“Avatar: The Way of Water” Review


“Avatar: The Way of Water” Rating: 3.5/5

After 13 years, the highest grossing movie of all time gets a long-awaited sequel!

“The Way of Water” picks up after the first film, where Jake Sully is now living full-time in his Avatar body. He and Neytiri have created a family and are living as the leaders of the Na’vi. But when a foe from the past resurrects, Jake must take his family into a new environment and prepare for the battle that lies ahead.


The original “Avatar” broke ground with its visual effects. To put it simply, “The Way of Water” continues this feat with special effects that are quite literally unbelievable. The amount of detail that went into the world building was very impressive. James Cameron has clearly spent these years creating new avenues to explore Pandora in the most immersive way possible.

The film is true escapism and does a phenomenal job at transporting the audience into this new world within Pandora. The underwater sequences were just stunning. The 3D especially helped this experience. I felt like I could reach out and touch certain pieces of the screen as the events were happening.

The characters are another piece to highlight. A complaint I had about the original was the lack of interesting character progression. They were all distant on a relational level and felt a bit thinly sketched. Here, I felt a more humanistic approach because of the introduction of the children. This added another layer to Jake and Neytiri, as they are forced to examine themselves in a different light and make decisions that will impact the future of their family. This was a nice touch and a welcome change to the direction of their characters.

The standout performance was Stephen Lang, who returns as the villainous Quaritch. He was far more interesting in this story. Since he was resurrected as an Avatar, he is forced to reexamine himself to adapt to the ways of his enemy. This makes him a more formidable foe and sets up a very fascinating future for his character. The final act is also jam packed with action, emotion and heart. It left me feeling fulfilled while being curious about what happens next.


While “The Way of Water” was a step in the right direction, there are certain elements that it borrows from the original which hinder it from being truly great. I still feel like character development and a centralized story take a back seat to visual spectacle.

While the visuals are groundbreaking, a story has many elements needing care and craft. There are still aspects of this overarching story that don’t come together, continuing to tease audiences with the “you don’t see the big picture yet” idea. If each film in this franchise feels incomplete and just a teases a sequel, I could see movie goers who are casual fans getting worn out.

Some dialogue was spotty as well, especially with the kids. At 3 hours and 12 minutes, the runtime is something to consider. Especially if you have a weak bladder…plan accordingly! The film is clearly structured into three acts: the intro, the water sequences and the final battle. Each feel very distinct, almost as if they could be their own movies. This creates a clunky pace and feels a bit strange in execution.

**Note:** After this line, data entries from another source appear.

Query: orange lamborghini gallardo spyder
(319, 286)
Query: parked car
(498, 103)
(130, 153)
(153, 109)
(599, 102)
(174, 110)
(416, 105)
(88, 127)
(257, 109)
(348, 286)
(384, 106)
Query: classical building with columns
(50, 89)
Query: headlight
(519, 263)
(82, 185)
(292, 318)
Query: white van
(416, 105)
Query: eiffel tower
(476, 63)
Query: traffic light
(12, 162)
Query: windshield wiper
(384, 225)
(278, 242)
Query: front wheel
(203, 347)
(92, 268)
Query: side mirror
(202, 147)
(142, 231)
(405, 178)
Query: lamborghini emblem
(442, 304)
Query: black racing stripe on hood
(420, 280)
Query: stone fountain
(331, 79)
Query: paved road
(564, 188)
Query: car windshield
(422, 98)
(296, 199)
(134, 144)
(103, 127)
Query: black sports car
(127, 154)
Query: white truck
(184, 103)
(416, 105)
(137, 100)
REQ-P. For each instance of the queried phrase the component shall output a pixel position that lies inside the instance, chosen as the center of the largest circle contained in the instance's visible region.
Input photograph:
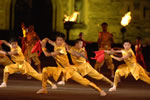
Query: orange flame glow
(126, 19)
(71, 18)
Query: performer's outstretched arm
(121, 58)
(44, 49)
(6, 43)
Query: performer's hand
(55, 53)
(3, 52)
(108, 51)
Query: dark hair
(13, 39)
(78, 40)
(104, 23)
(127, 41)
(58, 34)
(138, 38)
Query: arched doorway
(34, 12)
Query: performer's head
(127, 44)
(81, 35)
(31, 28)
(14, 42)
(138, 39)
(60, 39)
(104, 27)
(78, 43)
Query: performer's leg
(5, 61)
(32, 72)
(143, 76)
(96, 75)
(37, 62)
(98, 66)
(78, 78)
(10, 69)
(120, 72)
(109, 64)
(46, 72)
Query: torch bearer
(69, 21)
(126, 19)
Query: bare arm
(46, 53)
(13, 53)
(121, 58)
(2, 52)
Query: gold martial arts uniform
(131, 66)
(4, 60)
(30, 42)
(20, 66)
(69, 71)
(104, 42)
(85, 68)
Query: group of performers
(21, 61)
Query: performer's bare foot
(42, 91)
(103, 93)
(112, 89)
(61, 83)
(29, 77)
(54, 86)
(3, 85)
(112, 76)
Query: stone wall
(93, 13)
(111, 11)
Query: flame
(126, 19)
(24, 32)
(71, 18)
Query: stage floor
(19, 88)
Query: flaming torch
(69, 21)
(126, 19)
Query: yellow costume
(104, 42)
(4, 60)
(130, 66)
(69, 71)
(30, 42)
(85, 68)
(20, 66)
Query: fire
(23, 29)
(126, 19)
(71, 18)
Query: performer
(60, 55)
(138, 50)
(30, 41)
(4, 60)
(78, 56)
(20, 64)
(105, 41)
(130, 66)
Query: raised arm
(44, 49)
(122, 58)
(3, 52)
(6, 43)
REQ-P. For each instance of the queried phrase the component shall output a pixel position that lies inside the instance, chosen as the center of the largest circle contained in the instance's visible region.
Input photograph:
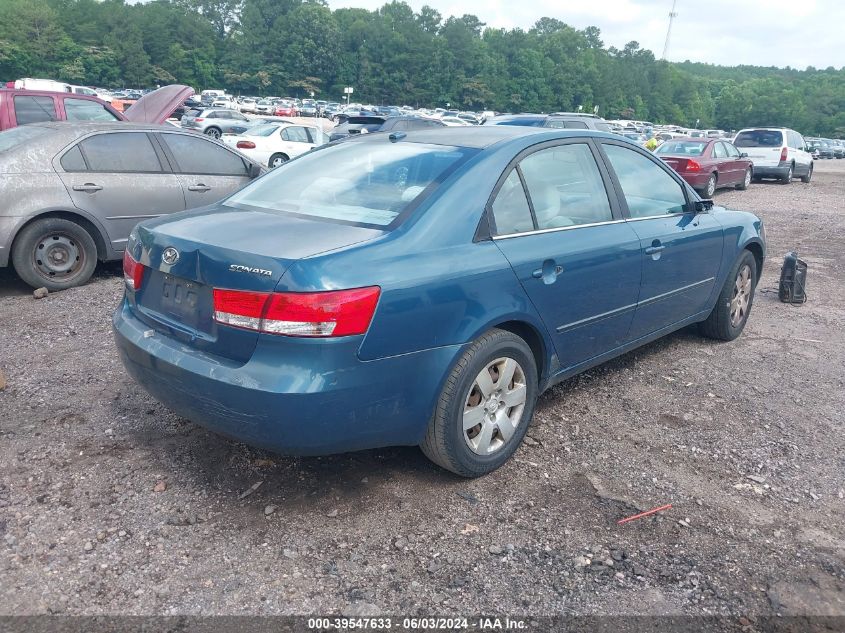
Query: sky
(796, 33)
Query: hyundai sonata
(423, 288)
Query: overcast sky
(796, 33)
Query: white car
(272, 144)
(777, 152)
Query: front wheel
(54, 253)
(485, 407)
(729, 316)
(809, 176)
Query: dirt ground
(109, 503)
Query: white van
(777, 152)
(42, 84)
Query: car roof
(482, 136)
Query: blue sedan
(423, 288)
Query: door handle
(88, 187)
(549, 272)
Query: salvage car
(272, 144)
(707, 163)
(73, 192)
(423, 288)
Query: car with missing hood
(21, 107)
(73, 191)
(424, 287)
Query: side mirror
(702, 206)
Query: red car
(707, 164)
(285, 109)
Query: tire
(809, 176)
(710, 188)
(746, 180)
(483, 447)
(277, 159)
(54, 253)
(724, 323)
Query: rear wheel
(709, 188)
(729, 316)
(809, 175)
(277, 159)
(485, 407)
(54, 253)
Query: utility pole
(672, 16)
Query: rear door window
(85, 110)
(759, 138)
(32, 109)
(196, 155)
(121, 152)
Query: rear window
(19, 136)
(759, 138)
(685, 148)
(358, 183)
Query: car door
(681, 250)
(207, 171)
(296, 140)
(564, 236)
(121, 178)
(722, 164)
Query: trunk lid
(157, 106)
(226, 248)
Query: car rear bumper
(771, 171)
(294, 396)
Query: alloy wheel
(494, 406)
(741, 296)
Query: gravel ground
(109, 503)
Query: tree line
(394, 55)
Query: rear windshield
(759, 138)
(367, 184)
(685, 148)
(17, 136)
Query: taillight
(314, 314)
(133, 271)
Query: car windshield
(759, 138)
(17, 136)
(684, 148)
(358, 183)
(261, 130)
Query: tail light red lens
(312, 314)
(133, 272)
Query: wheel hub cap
(494, 406)
(741, 296)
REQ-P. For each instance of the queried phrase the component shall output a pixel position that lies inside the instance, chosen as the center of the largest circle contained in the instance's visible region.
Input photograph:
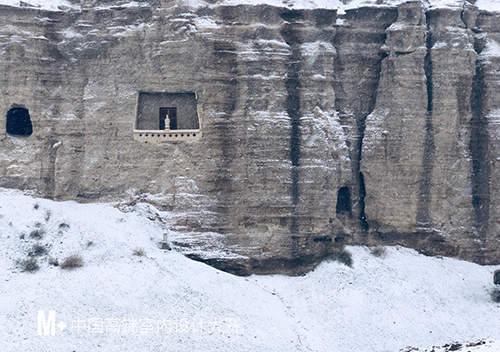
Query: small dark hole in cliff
(291, 16)
(343, 200)
(19, 122)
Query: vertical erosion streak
(292, 85)
(478, 146)
(424, 197)
(225, 55)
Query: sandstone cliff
(320, 127)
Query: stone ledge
(164, 136)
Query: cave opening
(343, 200)
(19, 122)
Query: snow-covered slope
(162, 301)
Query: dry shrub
(72, 262)
(495, 294)
(29, 265)
(37, 250)
(379, 252)
(37, 234)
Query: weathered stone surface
(319, 129)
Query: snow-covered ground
(162, 301)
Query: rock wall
(375, 126)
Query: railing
(161, 136)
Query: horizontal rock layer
(377, 126)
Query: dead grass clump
(72, 262)
(379, 252)
(29, 265)
(37, 250)
(37, 234)
(495, 294)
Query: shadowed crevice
(478, 146)
(292, 84)
(424, 221)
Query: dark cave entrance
(19, 122)
(171, 115)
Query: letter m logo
(48, 325)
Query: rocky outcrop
(373, 126)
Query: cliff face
(376, 126)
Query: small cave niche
(19, 122)
(167, 111)
(343, 201)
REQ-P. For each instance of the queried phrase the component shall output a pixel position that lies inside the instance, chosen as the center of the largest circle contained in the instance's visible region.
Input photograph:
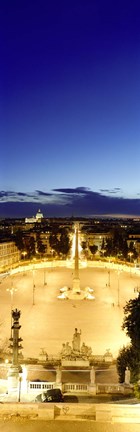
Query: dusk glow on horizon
(70, 110)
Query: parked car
(52, 395)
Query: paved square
(49, 322)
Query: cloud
(64, 202)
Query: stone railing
(39, 387)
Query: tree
(40, 246)
(19, 240)
(93, 249)
(131, 323)
(130, 356)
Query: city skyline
(70, 108)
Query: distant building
(9, 254)
(34, 219)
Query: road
(47, 322)
(65, 426)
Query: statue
(76, 351)
(76, 340)
(127, 376)
(66, 349)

Sigourney Weaver also returns but in a different role (as a teenager). It was easy to tell that the voice wasn’t fitting the body and it created a strange way about her character.

But the biggest issue I have with the film is the longevity. “The Way of Water” is meant to be seen on the biggest, loudest screen available. I believe the film won’t age as well without these large-scale effects. Cameron’s classics like “Terminator 2” and “Aliens” will stand the test of time on any screen size…and I don’t believe “Avatar” will.

This long-awaited sequel likely won’t convert those who disliked the first, but it will elevate the energy and worldbuilding fans of the original were drawn to.

Me? I’m somewhere in the middle. I enjoyed my return to Pandora but still believe there are improvements to be made. This is a full-scale blockbuster done by the best of the best in James Cameron. It’s immersive, creative and a bit hollow at times.

Get out and see it in IMAX 3D for the best experience!